Димитрий попытался оттолкнуть его, но рука была слабая, неуверенная. Птица рванул пуговицу, и ладанка — мешочек на тёмном, истёртом шнурке — выскользнула из-под ткани, качнулась на груди у мальчика.
— Вот, — торжествующе сказал Птица, подняв мешочек повыше, чтобы все видели. — Вот оно, чёртова счастье! Что это у тебя? — он сжал мешочек в руке, сдавил, встряхнул.
— Отдай, — глухо сказал Димитрий, вытягивая к нему ладонь.
— Земля, что ли? — Птица потрогал мешочек, сморщил нос. — Мусор какой-то… Ты вот это таскаешь с собой?
— Отдай, — повторил Димитрий, чуть громче, но без злости.
— А если не отдам? — усмехнулся Птица, чуть раскачивая мешочек перед его лицом. — Что сделаешь, а?
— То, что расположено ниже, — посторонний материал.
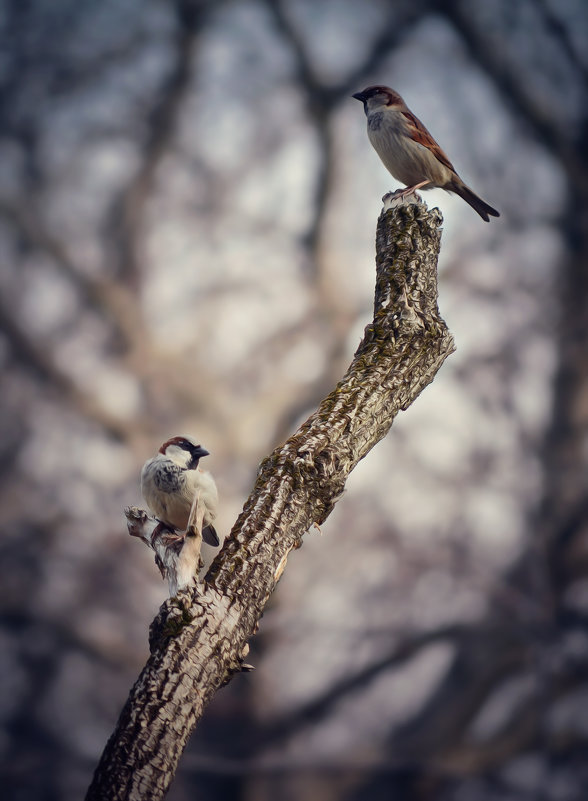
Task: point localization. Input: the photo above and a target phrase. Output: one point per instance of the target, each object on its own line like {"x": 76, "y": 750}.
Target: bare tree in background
{"x": 181, "y": 188}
— Ничего, — спокойно, почти безразлично ответил Димитрий. — Просто отдай.
В этот момент в дверях громко кашлянул воспитатель. Шепот сразу стих, тени застыли, а Птица медленно отпустил ладанку, будто боялся, что если сделает лишнее движение — случится что-то не то.
— Что там опять? — голос воспитателя был глухой, усталый, раздражённый, будто его каждую ночь будили одной и той же бессмысленной суетой. — Кому тут спать мешают?
— Да ничего, — быстро откликнулся Птица, почти подбрасывая ладанку обратно Димитрию за пазуху. — Игрались просто...
— Ещё раз такое — по шее получите оба, — буркнул воспитатель и пошёл дальше, каблуки застучали по полу, затихли где-то у двери.
Как только шаги исчезли, Птица наклонился ближе, дыхание у него было горячее, чуть нервное:
— Ты странный, понял? Вот просто... странный. Как будто не живой вообще.
— А ты — как все, — ответил Димитрий спокойно, без укола, будто говорил очевидное.
Птица хотел что-то добавить, даже приоткрыл рот, но передумал, только шумно вздохнул и полез обратно наверх, устраиваясь, как большой, ворочаясь, чтобы казаться смелее.
Димитрий остался лежать на боку, слушая, как по комнате снова растекается тишина — вязкая, ночная, из тех, что давит на грудь, будто кто-то сел рядом и не уходит. Был слышен только скрип кроватей, негромкое дыхание, иногда — кашель в дальнем углу.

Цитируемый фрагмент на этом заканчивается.